It was a closed device in every way, and I don’t just mean that it didn’t suit my idealistic hacker perspective. Being 100% proprietary was a real problem because it doomed the BlackBerry to fall behind. Even back then it wasn’t practical to build a good web browser from scratch. The web was too messy and moving too quickly.

That’s why Apple used the open-source KHTML rendering engine (which became WebKit) for Safari. It would have been a huge project to build a browser with good enough compatibility at the time, let alone keep up with the fast-evolving web standards (it was truly a race then). There were only 4 browsers keeping up: Mozilla, IE, Safari, and (sort of) Opera.

And that’s just the browser. The same problem applied to the OS, which wasn’t Linux or BSD-based, lacking developer tools and support.

Obviously the iPhone got most of that right (enough) and the rest is history, even if the “crackberry” fans and Steve Ballmer took a while to get it. (It was “not a very good email machine”.)

But it wasn’t just a contrarian genius idea from Steve Jobs’ mind. The path to the iPhone was already being laid and it was easy to see.

In 2005 I had this wonderful/terrible device, the Nokia 770 Internet Tablet: nokia770 Photo credit

Now that was what an Internet-connected mobile device should be:

  • Linux-based and open-source
  • Shipped with a decent-ish browser (Opera, which even had Flash support!)
  • Large high-res touch screen
  • Software keyboard (allowing for that large screen!)
  • Let’s pretend it didn’t have a pen, I threw mine out 🙈

The touch screen was poor (no multi-touch), it was generally buggy… and sorry but no cellular data! Only WiFi!

But those were things that could be easily fixed.

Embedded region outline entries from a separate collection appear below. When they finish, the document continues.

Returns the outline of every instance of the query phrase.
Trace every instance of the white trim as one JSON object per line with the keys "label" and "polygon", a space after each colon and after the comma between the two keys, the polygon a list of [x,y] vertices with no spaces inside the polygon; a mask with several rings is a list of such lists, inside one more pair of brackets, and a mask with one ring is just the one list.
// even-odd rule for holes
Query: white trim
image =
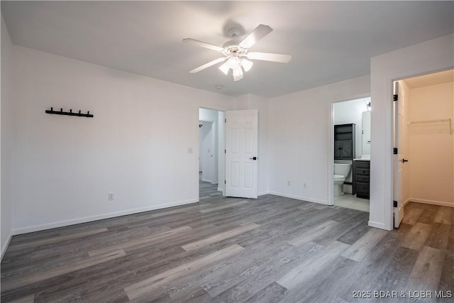
{"label": "white trim", "polygon": [[407,199],[406,200],[405,200],[405,201],[404,202],[404,203],[402,204],[402,207],[404,207],[404,206],[405,206],[405,205],[408,204],[409,204],[409,202],[411,202],[410,200],[411,200],[411,199],[410,199],[410,198],[409,198],[409,199]]}
{"label": "white trim", "polygon": [[306,197],[298,196],[296,194],[284,194],[282,192],[270,192],[269,194],[274,194],[275,196],[284,197],[286,198],[296,199],[297,200],[306,201],[307,202],[318,203],[319,204],[323,204],[323,205],[330,205],[329,202],[326,200],[319,200],[318,199],[308,198]]}
{"label": "white trim", "polygon": [[445,202],[443,201],[426,200],[424,199],[410,198],[409,199],[409,202],[423,203],[425,204],[438,205],[441,206],[454,207],[454,204],[453,204],[452,202]]}
{"label": "white trim", "polygon": [[8,249],[9,243],[11,241],[11,238],[13,238],[13,236],[9,235],[9,236],[8,237],[8,241],[5,243],[4,246],[1,248],[1,258],[0,258],[0,261],[3,260],[3,256],[5,255],[5,253],[6,252],[6,249]]}
{"label": "white trim", "polygon": [[376,228],[384,229],[386,231],[392,231],[392,229],[387,228],[386,226],[382,222],[375,222],[373,221],[369,221],[367,224],[370,227],[375,227]]}
{"label": "white trim", "polygon": [[19,235],[21,233],[31,233],[33,231],[43,231],[45,229],[55,228],[57,227],[67,226],[70,225],[79,224],[81,223],[91,222],[93,221],[102,220],[104,219],[115,218],[121,216],[137,214],[144,211],[153,211],[156,209],[162,209],[167,207],[177,206],[180,205],[189,204],[198,202],[197,199],[192,199],[186,201],[179,201],[177,202],[168,203],[165,204],[153,205],[146,207],[140,207],[138,209],[128,209],[121,211],[115,211],[109,214],[103,214],[95,216],[85,216],[82,218],[73,219],[70,220],[60,221],[57,222],[48,223],[41,225],[34,225],[32,226],[21,227],[19,228],[13,228],[13,235]]}

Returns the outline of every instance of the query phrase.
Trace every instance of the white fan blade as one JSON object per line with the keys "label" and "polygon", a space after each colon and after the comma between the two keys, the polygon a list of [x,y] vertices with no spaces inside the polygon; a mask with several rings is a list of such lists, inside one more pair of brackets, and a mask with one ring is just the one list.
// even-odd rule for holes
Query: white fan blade
{"label": "white fan blade", "polygon": [[204,65],[203,65],[201,66],[199,66],[199,67],[196,67],[196,68],[194,68],[192,70],[190,70],[189,72],[191,74],[195,74],[196,72],[199,72],[201,70],[204,70],[204,69],[206,69],[207,67],[209,67],[210,66],[214,65],[215,64],[221,62],[223,61],[226,61],[226,59],[227,59],[227,57],[221,57],[221,58],[218,58],[218,59],[214,60],[213,61],[210,61],[208,63],[205,63]]}
{"label": "white fan blade", "polygon": [[221,46],[214,45],[213,44],[207,43],[206,42],[199,41],[198,40],[195,40],[195,39],[191,39],[190,38],[183,39],[182,42],[192,43],[197,46],[216,50],[216,52],[222,52],[224,50],[223,48],[221,48]]}
{"label": "white fan blade", "polygon": [[265,26],[264,24],[260,24],[258,27],[256,27],[254,31],[250,32],[250,33],[243,40],[243,41],[240,42],[239,45],[244,48],[249,48],[254,44],[255,44],[257,41],[258,41],[272,31],[272,28],[271,28],[270,26]]}
{"label": "white fan blade", "polygon": [[292,60],[290,55],[272,54],[271,53],[248,53],[246,57],[253,60],[279,62],[281,63],[287,63]]}

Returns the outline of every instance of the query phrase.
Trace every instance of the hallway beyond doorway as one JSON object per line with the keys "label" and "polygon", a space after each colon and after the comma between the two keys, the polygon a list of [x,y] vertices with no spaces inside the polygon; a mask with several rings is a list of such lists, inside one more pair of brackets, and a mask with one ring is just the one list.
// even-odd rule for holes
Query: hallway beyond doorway
{"label": "hallway beyond doorway", "polygon": [[201,172],[199,172],[199,201],[216,196],[222,197],[222,192],[218,192],[218,184],[213,184],[201,180]]}

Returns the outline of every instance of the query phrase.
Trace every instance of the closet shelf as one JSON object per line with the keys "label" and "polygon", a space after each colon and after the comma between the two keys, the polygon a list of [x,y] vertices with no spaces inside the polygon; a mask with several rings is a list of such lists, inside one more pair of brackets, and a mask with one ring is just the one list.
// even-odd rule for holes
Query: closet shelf
{"label": "closet shelf", "polygon": [[411,124],[420,124],[424,123],[438,123],[438,122],[449,122],[449,133],[453,133],[453,128],[452,128],[452,119],[450,118],[448,119],[436,119],[436,120],[419,120],[416,121],[410,121],[409,122],[409,125]]}

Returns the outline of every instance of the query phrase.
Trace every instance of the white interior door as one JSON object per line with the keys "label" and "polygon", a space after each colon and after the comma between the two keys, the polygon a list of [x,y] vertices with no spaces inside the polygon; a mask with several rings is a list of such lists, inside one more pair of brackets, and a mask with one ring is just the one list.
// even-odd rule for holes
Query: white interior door
{"label": "white interior door", "polygon": [[402,89],[399,89],[399,82],[394,82],[394,95],[397,95],[397,100],[394,101],[394,148],[397,148],[397,153],[394,155],[394,227],[400,225],[404,218],[404,190],[402,190],[403,176],[405,159],[405,147],[403,144],[404,129],[404,97]]}
{"label": "white interior door", "polygon": [[226,119],[226,195],[257,198],[258,111],[228,111]]}

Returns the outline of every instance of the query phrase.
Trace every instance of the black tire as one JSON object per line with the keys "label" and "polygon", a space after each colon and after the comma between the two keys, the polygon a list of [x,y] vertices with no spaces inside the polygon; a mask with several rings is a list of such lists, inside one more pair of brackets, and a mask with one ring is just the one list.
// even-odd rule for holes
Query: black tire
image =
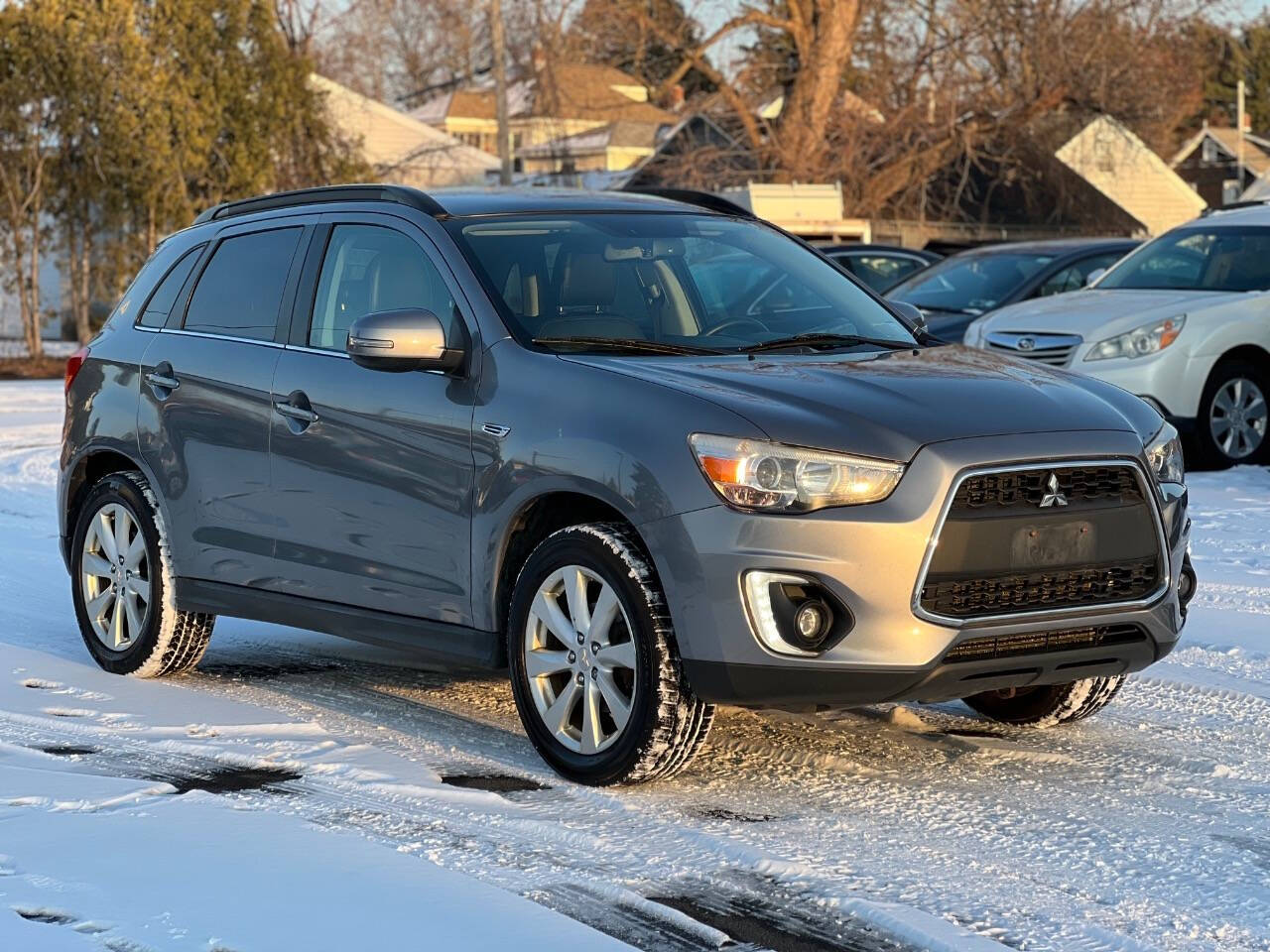
{"label": "black tire", "polygon": [[[635,646],[630,717],[610,746],[582,754],[561,744],[538,715],[526,675],[526,626],[538,588],[559,569],[579,565],[617,595]],[[558,773],[608,786],[671,777],[692,760],[710,732],[714,706],[685,679],[665,595],[635,533],[620,523],[573,526],[549,536],[516,580],[507,625],[512,691],[525,730]]]}
{"label": "black tire", "polygon": [[1222,360],[1213,368],[1208,383],[1204,385],[1204,395],[1199,401],[1199,416],[1195,419],[1195,443],[1199,447],[1200,462],[1215,467],[1227,468],[1238,463],[1265,463],[1270,462],[1270,433],[1262,434],[1260,446],[1246,456],[1232,456],[1213,437],[1212,418],[1214,401],[1218,393],[1236,380],[1247,380],[1257,386],[1264,397],[1270,397],[1270,372],[1264,367],[1240,358]]}
{"label": "black tire", "polygon": [[1013,691],[972,694],[965,703],[993,721],[1021,727],[1053,727],[1080,721],[1106,707],[1124,684],[1124,675],[1085,678],[1068,684],[1041,684]]}
{"label": "black tire", "polygon": [[[107,505],[123,506],[136,523],[137,532],[145,541],[145,564],[150,584],[141,635],[133,637],[122,650],[107,646],[94,632],[81,584],[84,539],[93,519]],[[103,477],[88,490],[79,508],[71,538],[71,598],[75,602],[75,617],[84,644],[98,665],[112,674],[159,678],[180,674],[198,664],[212,637],[216,616],[182,612],[177,608],[173,600],[173,572],[163,514],[145,476],[140,472],[117,472]]]}

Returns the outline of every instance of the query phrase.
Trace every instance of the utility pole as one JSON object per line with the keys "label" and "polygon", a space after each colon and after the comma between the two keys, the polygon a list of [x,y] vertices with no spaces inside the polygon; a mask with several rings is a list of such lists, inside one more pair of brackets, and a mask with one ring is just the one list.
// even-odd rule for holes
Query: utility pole
{"label": "utility pole", "polygon": [[494,56],[494,118],[498,121],[498,182],[512,184],[512,131],[507,124],[507,34],[503,0],[489,0],[489,41]]}
{"label": "utility pole", "polygon": [[[1234,119],[1240,128],[1240,137],[1237,142],[1240,143],[1238,155],[1236,156],[1236,162],[1238,164],[1240,175],[1240,194],[1243,194],[1243,123],[1247,122],[1247,110],[1245,109],[1245,85],[1243,80],[1240,80],[1234,86]],[[1238,201],[1238,198],[1236,198]]]}

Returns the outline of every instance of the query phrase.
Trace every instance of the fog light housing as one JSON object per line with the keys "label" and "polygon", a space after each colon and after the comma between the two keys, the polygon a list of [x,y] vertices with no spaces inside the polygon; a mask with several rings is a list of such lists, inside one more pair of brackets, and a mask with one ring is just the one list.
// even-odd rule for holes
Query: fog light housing
{"label": "fog light housing", "polygon": [[780,655],[814,658],[851,631],[851,612],[819,581],[805,575],[749,571],[745,608],[758,641]]}

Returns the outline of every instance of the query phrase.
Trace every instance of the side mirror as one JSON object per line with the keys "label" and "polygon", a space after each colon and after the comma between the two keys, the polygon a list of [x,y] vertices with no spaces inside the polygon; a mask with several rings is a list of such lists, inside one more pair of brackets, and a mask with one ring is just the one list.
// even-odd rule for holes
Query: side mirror
{"label": "side mirror", "polygon": [[348,355],[372,371],[453,371],[464,349],[446,341],[441,319],[422,307],[376,311],[348,329]]}
{"label": "side mirror", "polygon": [[912,326],[918,336],[925,336],[930,331],[926,329],[926,315],[922,314],[921,308],[908,303],[907,301],[888,301],[890,310],[904,319],[904,322]]}

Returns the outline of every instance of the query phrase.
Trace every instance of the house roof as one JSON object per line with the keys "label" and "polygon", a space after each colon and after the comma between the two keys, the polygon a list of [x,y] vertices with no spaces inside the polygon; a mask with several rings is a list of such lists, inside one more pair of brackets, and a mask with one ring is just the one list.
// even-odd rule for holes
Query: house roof
{"label": "house roof", "polygon": [[427,188],[479,183],[498,159],[438,132],[400,109],[310,74],[339,131],[361,141],[362,156],[385,182]]}
{"label": "house roof", "polygon": [[[624,91],[625,90],[625,91]],[[634,122],[665,126],[676,121],[646,100],[648,89],[630,74],[598,63],[547,63],[533,76],[508,86],[512,118],[550,117],[591,122]],[[420,122],[494,118],[494,89],[488,84],[443,93],[411,113]]]}
{"label": "house roof", "polygon": [[657,145],[659,128],[662,127],[644,122],[611,122],[585,132],[523,146],[516,154],[525,159],[536,159],[560,155],[593,155],[608,149],[646,149],[652,152]]}
{"label": "house roof", "polygon": [[1090,122],[1054,155],[1151,235],[1190,221],[1208,207],[1163,159],[1110,116]]}
{"label": "house roof", "polygon": [[[1173,156],[1170,165],[1176,169],[1186,161],[1196,149],[1200,147],[1200,143],[1203,143],[1205,138],[1215,142],[1218,149],[1220,149],[1228,159],[1234,159],[1240,154],[1238,129],[1220,126],[1205,126],[1182,143],[1182,147],[1177,150],[1177,155]],[[1245,132],[1243,164],[1253,175],[1264,175],[1270,171],[1270,140]]]}

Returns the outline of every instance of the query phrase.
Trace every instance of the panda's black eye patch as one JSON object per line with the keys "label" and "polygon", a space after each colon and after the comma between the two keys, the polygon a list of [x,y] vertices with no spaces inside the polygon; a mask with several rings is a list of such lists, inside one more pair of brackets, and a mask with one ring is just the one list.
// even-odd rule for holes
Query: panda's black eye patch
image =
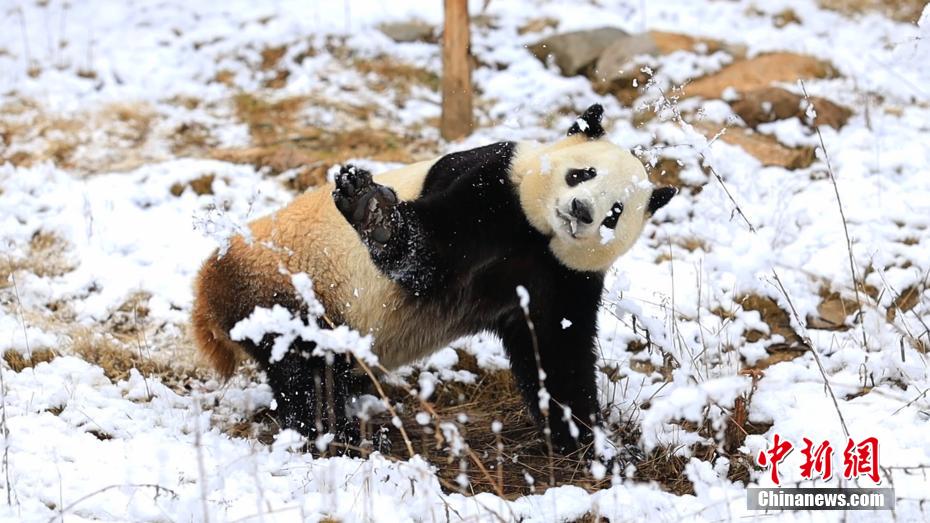
{"label": "panda's black eye patch", "polygon": [[608,229],[613,229],[617,226],[617,222],[620,220],[620,215],[623,214],[623,204],[617,202],[610,208],[610,212],[607,213],[607,217],[604,218],[604,221],[601,222],[601,225],[607,227]]}
{"label": "panda's black eye patch", "polygon": [[587,167],[585,169],[569,169],[568,173],[565,175],[565,183],[569,187],[574,187],[581,182],[586,182],[591,178],[597,176],[597,170],[594,167]]}

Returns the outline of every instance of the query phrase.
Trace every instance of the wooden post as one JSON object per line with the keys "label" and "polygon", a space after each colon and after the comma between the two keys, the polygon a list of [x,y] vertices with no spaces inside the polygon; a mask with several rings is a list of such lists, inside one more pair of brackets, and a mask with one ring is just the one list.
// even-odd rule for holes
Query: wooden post
{"label": "wooden post", "polygon": [[445,0],[442,32],[442,118],[439,130],[446,140],[471,134],[472,89],[468,0]]}

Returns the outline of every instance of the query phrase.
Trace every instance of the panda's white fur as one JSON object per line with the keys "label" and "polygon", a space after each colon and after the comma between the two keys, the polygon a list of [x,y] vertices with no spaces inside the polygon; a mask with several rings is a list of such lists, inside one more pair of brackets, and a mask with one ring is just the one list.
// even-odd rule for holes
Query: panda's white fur
{"label": "panda's white fur", "polygon": [[[587,167],[597,176],[570,187],[564,173]],[[527,219],[541,233],[552,235],[549,246],[559,261],[579,271],[604,271],[633,246],[653,189],[643,164],[629,151],[582,135],[549,147],[521,143],[511,176]],[[591,224],[572,219],[573,199],[590,204]],[[617,226],[609,233],[602,231],[601,223],[616,202],[624,207]]]}
{"label": "panda's white fur", "polygon": [[[374,178],[394,189],[401,200],[413,200],[436,160]],[[598,176],[569,187],[565,171],[585,167],[596,168]],[[652,190],[642,164],[629,151],[582,135],[549,145],[517,144],[510,177],[529,222],[552,236],[552,253],[566,267],[581,271],[604,271],[633,245]],[[288,293],[290,280],[281,268],[310,276],[332,320],[375,334],[375,353],[387,368],[427,356],[452,341],[441,322],[433,329],[422,329],[423,319],[412,317],[403,307],[403,289],[372,263],[355,230],[333,205],[332,190],[332,183],[312,189],[287,207],[252,222],[253,241],[237,236],[225,259],[204,264],[195,285],[193,334],[201,351],[223,374],[231,374],[240,357],[238,344],[225,332],[231,320],[225,317],[229,305],[224,302],[267,304],[273,301],[271,294]],[[589,200],[595,212],[593,224],[578,224],[574,236],[556,212],[572,198]],[[617,201],[624,203],[625,210],[613,238],[605,243],[600,223]],[[218,276],[218,266],[224,268],[223,277]],[[242,312],[251,309],[237,310],[235,315]]]}
{"label": "panda's white fur", "polygon": [[[244,349],[266,371],[282,423],[315,433],[320,373],[336,376],[327,394],[345,399],[355,386],[351,361],[322,362],[311,356],[312,347],[295,342],[297,350],[272,362],[267,340],[229,337],[256,307],[305,310],[290,277],[305,273],[326,323],[373,334],[372,349],[385,368],[490,330],[504,341],[531,413],[538,417],[539,380],[526,362],[536,351],[553,399],[584,423],[594,421],[594,339],[604,272],[674,194],[654,189],[632,154],[600,139],[602,113],[592,106],[579,119],[585,126],[573,126],[569,136],[548,145],[500,142],[373,179],[349,168],[336,183],[250,223],[248,241],[234,237],[226,254],[207,259],[198,274],[192,309],[198,348],[225,376]],[[588,174],[569,183],[566,173],[577,170]],[[608,215],[616,225],[605,230]],[[380,245],[372,243],[375,233],[383,238],[375,240]],[[430,282],[424,292],[417,287],[421,275]],[[538,338],[525,332],[526,318],[515,309],[515,289],[524,284],[534,296],[529,313],[536,316]],[[566,318],[571,328],[557,326]],[[351,439],[344,413],[328,416],[329,429]],[[573,437],[563,422],[554,420],[552,436],[567,449]],[[590,436],[589,428],[584,432]]]}

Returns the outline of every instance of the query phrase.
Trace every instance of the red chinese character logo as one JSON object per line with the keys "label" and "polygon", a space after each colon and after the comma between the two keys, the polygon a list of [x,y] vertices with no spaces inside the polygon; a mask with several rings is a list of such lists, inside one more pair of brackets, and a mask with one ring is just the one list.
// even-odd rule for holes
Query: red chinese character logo
{"label": "red chinese character logo", "polygon": [[778,479],[778,464],[784,461],[784,459],[794,450],[794,445],[790,441],[782,440],[781,436],[775,434],[775,439],[773,440],[773,446],[769,450],[763,450],[759,452],[759,457],[757,462],[759,466],[767,467],[771,465],[772,467],[772,482],[776,485],[781,484]]}
{"label": "red chinese character logo", "polygon": [[868,476],[876,484],[881,481],[878,477],[878,439],[865,438],[858,445],[852,438],[846,443],[843,451],[843,477],[846,479]]}
{"label": "red chinese character logo", "polygon": [[811,479],[813,472],[817,472],[824,481],[829,480],[833,477],[833,447],[830,442],[824,440],[814,450],[813,441],[802,439],[804,448],[801,449],[801,454],[804,454],[804,463],[801,464],[801,477]]}

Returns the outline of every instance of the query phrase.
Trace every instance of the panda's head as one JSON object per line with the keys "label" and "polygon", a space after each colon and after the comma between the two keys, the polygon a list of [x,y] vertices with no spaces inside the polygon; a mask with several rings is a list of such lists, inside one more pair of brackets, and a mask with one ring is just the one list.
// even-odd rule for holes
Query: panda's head
{"label": "panda's head", "polygon": [[527,219],[563,265],[580,271],[607,270],[676,192],[654,187],[635,156],[602,139],[602,115],[593,105],[567,138],[521,144],[512,164]]}

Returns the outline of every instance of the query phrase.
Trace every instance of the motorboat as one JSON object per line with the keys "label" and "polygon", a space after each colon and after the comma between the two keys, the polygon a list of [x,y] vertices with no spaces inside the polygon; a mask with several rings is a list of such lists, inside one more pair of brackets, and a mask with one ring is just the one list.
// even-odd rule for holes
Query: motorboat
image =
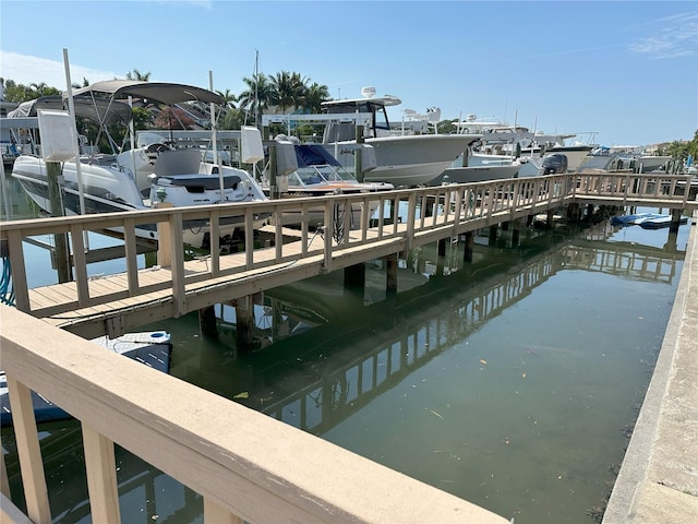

A poorly-implemented but correctly-aimed product can iterate it’s way to success much more easily than a polished product that’s aimed in the wrong direction.

A true Internet device was the direction to aim for.

The Blackberry found it’s local maxima, but Steve Jobs iterated upon the ideas in the Nokia 770 Internet Tablet, eventually getting it right. And he did it by sticking to a vision even though that involved a lot of risk and solving hard problems like making a good virtual keyboard. And then continuing to iterate on a product that was initially much too limited (iOS didn’t even have cut & paste!). But the vision was right, it was aimed in the right direction.

This is why I have an iPhone 3G and an iPhone 4 framed on my office wall.